BETHLEHEM (Ma’an) -- The international Quartet of Middle East negotiators must take immediate action to stop 13 Palestinian villages from being destroyed and evacuated in south Hebron, a group of 30 international organizations said Friday.
The rare appeal comes after several development agencies received demolition or stop work orders for aid projects in the area.
Oxfam said it was given notice by Israeli authorities that it is not permitted to enter the villages to continue its development projects.
The Quartet -- comprising the UN, US, European Union and Russia -- was established in 2002 with a mandate to improve conditions for a peace agreement between Israel and the Palestinians.
Palestinian leaders have increasingly questioned its relevance as the Israeli settler population in the occupied West Bank continues to grow, and with no prospect of peace talks on the horizon.
The coalition of aid and rights groups urged the negotiators to take concrete measures to press Israel to abide by international law when it meets in New York on Monday.
“The Quartet has issued 39 statements condemning the government of Israel’s violations of international law, yet the number of people displaced by unlawful demolition of Palestinian homes continues to increase at an unprecedented rate,” Country Director of Oxfam Nishant Pandey said.
The group notes that the demolitions have risen from a monthly average of 23 in 2009, to 64 in 2012.
Israeli military authorities announced in July they will evacuate eight Hebron villages in order to make space for a military firing zone, a measure which will leave 1,650 people homeless.
The aid groups say that five other neighboring villages are at risk of displacement as Israel has handed demolition orders to many of their homes.
Israeli firing zones take up around 18 percent of the West Bank, where 5,000 Palestinians live in 38 villages.
In total, Israel exercises full civil and security control over 60 percent of the West Bank.

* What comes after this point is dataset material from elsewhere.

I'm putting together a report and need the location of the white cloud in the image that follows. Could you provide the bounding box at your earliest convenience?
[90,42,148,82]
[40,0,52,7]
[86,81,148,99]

Israel says it only demolishes structures that are built illegally, while rights advocates say it is almost impossible for Palestinians to secure Israeli permits for even the most basic of structures.
International law experts say that under the Fourth Geneva Convention Israel must provide for the needs of the occupied Palestinian population, and are prohibited from demolishing any structure that has a civilian purpose.
The Israeli government holds the view that the West Bank is not under occupation, but has the status of "disputed territory", which limits the applicability of the provisions of international humanitarian law.
But after 62 European-funded development projects demolished by Israeli authorities in 2011, the aid groups are calling for leadership from the Quartet of negotiators.
"It’s time for the Quartet to stop the euphemisms: Israel's demolitions of Palestinian homes and other structures without military necessity violate its obligations as an occupying power,” Human Rights Watch Middle East director Sarah Leah Whitson said.